POLITICS

Democratic Nominee Will Not Be Decided Tonight, Maybe Not Ever

03/28/2008 02:45 am ET | Updated May 25, 2011

We hate to be the ones to suggest that the "Super"-ness of this Tuesday may be exaggerated, but as you probably already know, the Democratic nominee will not be crowned tonight. Also: maybe not ever! Which means the media's diabolical plans for more debates could come to fruition. And all of this is backed up by the most powerful and inscrutable force in the universe: math. Allow Chris Bowers from Open Left to explain:

...quick math shows that after Super Tuesday, only 1,428 pledged delegates will still be available. Now, here is where the problem shows up. According to current polling averages, the largest possible victory for either candidate on Super Tuesday will be Clinton 889 pledged delegates, to 799 pledged delegates for Obama. (In all likelihood, the winning margin will be lower than this, but using these numbers helps emphasize the seriousness of the situation.) As such, the largest possible pledged delegate margin Clinton can have after Super Tuesday is 937 to 862. (While it is possible Obama will lead in pledged delegates after Super Tuesday, it does not currently seem possible for Obama to have a larger lead than 75). That leaves Clinton 1,088 pledged delegates from clinching the nomination, with only 1,428 pledged delegates remaining.

That means Clinton, in this example, would have to pull in 76.2% of the remaining delegates to secure the nomination outright, and with more and more people Knowing Hope and deciding that Yes They Can, that would seem to be a near impossible task.

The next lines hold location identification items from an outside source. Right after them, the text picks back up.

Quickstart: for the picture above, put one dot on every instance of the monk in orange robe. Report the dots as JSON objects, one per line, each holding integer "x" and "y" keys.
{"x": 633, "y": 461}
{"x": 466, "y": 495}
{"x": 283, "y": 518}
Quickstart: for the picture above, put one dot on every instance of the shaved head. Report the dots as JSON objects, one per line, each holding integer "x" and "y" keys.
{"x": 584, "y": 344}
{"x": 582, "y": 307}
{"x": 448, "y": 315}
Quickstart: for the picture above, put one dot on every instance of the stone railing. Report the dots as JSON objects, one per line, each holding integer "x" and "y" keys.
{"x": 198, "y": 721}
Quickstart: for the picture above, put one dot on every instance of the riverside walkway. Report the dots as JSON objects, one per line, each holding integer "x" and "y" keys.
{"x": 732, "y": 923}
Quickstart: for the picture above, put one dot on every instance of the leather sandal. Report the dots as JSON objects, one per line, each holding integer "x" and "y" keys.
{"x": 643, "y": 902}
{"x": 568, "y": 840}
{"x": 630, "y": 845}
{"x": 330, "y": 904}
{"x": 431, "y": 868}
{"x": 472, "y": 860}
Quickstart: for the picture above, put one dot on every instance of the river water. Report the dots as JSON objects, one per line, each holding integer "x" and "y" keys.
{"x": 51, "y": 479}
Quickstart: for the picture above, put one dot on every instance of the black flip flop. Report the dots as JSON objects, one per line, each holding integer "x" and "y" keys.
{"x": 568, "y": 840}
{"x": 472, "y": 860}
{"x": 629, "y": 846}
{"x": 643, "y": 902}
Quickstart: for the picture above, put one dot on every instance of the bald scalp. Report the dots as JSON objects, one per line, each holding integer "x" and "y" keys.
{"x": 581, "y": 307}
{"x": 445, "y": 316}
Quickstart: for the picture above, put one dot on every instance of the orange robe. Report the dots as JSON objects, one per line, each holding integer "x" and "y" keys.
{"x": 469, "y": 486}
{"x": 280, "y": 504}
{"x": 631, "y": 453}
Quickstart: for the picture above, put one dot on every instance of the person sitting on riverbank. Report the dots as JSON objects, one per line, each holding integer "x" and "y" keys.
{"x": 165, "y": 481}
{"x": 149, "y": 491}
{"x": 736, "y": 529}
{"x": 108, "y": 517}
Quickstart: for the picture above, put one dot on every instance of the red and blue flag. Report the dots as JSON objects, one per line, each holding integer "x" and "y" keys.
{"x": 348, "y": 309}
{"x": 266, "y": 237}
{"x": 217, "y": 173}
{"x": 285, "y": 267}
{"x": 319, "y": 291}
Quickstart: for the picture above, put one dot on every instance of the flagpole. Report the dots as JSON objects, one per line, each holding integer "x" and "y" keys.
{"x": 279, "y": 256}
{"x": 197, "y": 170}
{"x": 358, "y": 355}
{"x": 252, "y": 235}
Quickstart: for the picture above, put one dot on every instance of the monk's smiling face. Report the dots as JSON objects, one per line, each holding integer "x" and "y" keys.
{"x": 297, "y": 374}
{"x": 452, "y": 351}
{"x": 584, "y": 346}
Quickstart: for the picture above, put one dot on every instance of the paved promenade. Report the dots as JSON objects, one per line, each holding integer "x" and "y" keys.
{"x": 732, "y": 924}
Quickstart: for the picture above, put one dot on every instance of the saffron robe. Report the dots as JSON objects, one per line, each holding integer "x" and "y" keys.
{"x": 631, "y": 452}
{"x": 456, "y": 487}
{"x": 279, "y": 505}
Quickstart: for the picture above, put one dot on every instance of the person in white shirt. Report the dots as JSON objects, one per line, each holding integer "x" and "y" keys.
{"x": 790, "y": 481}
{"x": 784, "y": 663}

What does that mean? Well if both candidates fail to secure the necessary number delegates, the nominee will be decided by the superdelegates. And while Clinton currently leads in the superdelegate race, she doesn't currently have enough of them to win the nomination, either, and even those that are currently committed to her could be begged, borrowed, or cajoled to the other camp. And vice versa. So, VOTE ALL YOU WANT, AMERICA, because it probably won't count. By contrast, if we take Candy Crowley at her word when she describes the Obama strategy as one in which he'll attempt to "suck off enough delegates," it looks like this is going to be a good year to be a superdelegate.